Thursday, 27 June 2024

A Quiet Place: Day One: Review

A Quiet Place: Day One: Review

Cast: Lupita Nyong'o, Joseph Quinn, Alex Wolff, Djimon Hounsou
Director: Michael Sarnoski

The latest chapter in the A Quiet Place franchise goes back to the very beginning, moments of which were hinted at during flashbacks in 2020's A Quiet Place Part II.

This time, shorn of any on-screen John Krasinski or Emily Blunt, the film focuses on Lupita Nyong'o's Sam, who finds herself trapped in New York City when the alien invasion begins.

A Quiet Place: Day One: Review

The latest film is penned by Krasinski, so his fingerprints are still all over the storyline and in truth, it's infinitely better than it has any right to be. 
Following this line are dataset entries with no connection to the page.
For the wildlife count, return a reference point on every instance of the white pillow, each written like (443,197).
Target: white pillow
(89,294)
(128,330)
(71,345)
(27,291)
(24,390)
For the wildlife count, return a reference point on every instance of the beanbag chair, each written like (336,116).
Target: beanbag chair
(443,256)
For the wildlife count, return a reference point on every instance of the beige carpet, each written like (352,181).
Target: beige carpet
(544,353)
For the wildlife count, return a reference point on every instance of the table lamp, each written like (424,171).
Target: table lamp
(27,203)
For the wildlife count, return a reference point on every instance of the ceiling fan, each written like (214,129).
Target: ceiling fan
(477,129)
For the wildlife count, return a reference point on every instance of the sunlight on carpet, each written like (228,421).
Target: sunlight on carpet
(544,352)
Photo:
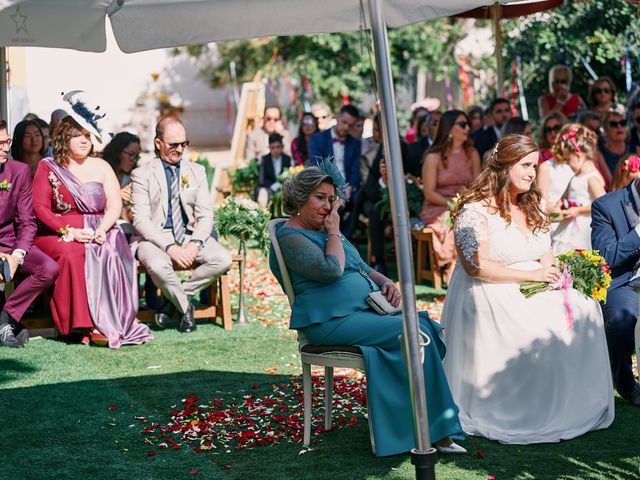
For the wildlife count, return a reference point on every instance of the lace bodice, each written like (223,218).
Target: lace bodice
(507,244)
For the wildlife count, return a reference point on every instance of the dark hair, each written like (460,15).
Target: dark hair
(514,125)
(493,183)
(62,135)
(275,138)
(112,151)
(495,102)
(41,123)
(160,128)
(350,110)
(17,151)
(442,142)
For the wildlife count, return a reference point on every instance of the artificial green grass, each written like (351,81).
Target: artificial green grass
(57,424)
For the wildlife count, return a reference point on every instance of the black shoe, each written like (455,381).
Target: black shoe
(7,338)
(187,322)
(21,333)
(163,314)
(633,397)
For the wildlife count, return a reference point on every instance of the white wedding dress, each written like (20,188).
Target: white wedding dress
(517,371)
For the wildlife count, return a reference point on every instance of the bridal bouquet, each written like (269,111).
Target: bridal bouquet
(584,270)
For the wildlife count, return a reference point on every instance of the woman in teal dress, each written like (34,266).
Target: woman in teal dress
(331,283)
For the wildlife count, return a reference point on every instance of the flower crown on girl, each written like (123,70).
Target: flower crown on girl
(631,164)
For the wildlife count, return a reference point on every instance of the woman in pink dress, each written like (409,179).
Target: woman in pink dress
(449,166)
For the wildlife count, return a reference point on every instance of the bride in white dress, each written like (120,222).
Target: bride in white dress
(516,369)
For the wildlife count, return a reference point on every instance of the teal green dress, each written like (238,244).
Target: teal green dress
(330,308)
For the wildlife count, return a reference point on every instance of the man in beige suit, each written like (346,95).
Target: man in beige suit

That's largely due to a story that feels like a Tales From The Quiet Place rather than attempting to replicate what has gone before. But it's also seemingly hampered by the fact that it begins with a character in a hospice and an inevitability over how the alien invasion goes and therefore there's a limit on how much stock you'd place on any length of survival.

Yet, surprisingly, the film is quite moving, even if parts of it feel dangerously close to overplaying some of the mystery of how it all began. Abandoning the flashback ethos of the first two, the film follows a linear narrative as it tells the story of Nyong'o's Sam and Joseph Quinn's Eric.
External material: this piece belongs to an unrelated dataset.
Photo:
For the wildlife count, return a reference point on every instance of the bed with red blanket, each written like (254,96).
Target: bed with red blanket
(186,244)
Throwing in a cat as Sam's support animal, the heartstrings are already to be tugged, but wisely by injecting proceedings with some tension and some overt scenes of 9/11 style stragglers and survivors in New York's dust-ridden warzone streets, the film flirts dangerously close to overegging the pudding. (Especially in one sequence which is overt in its religious iconography.)
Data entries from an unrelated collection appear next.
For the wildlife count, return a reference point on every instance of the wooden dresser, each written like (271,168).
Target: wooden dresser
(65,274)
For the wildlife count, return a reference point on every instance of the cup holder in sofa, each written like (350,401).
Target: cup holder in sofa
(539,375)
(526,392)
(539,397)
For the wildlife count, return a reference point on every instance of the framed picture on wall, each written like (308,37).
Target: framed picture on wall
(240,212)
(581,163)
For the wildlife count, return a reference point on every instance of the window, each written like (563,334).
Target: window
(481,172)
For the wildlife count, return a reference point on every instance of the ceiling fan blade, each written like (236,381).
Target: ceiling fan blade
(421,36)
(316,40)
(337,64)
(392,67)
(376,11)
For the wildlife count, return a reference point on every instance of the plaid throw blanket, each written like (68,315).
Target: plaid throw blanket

Yet Nyong'o's dignified, empathetic and restrained turn as survivor Sam makes A Quiet Place: Day One what it is - granted, there needs to be a suspension of disbelief (cats wouldn't be quiet for that long, surely), but anchored by such a lead, the film manages to wipe away any doubt this is a lazy cash-in.

Pig director Sarnoski wisely keeps the creatures largely out of focus as threats (apart from a few scenes which teeter on the edge of B-movie creature feature and lazy jump scares) as he steers this journey of connection and redemption to its conclusion.

It may not quite reach the heights of the first film, but stripped of a need to over-explain proceedings, and thanks to committing to film some imagery of harrowing proportions, this spinoff side story manages to prove that once again, silence is golden.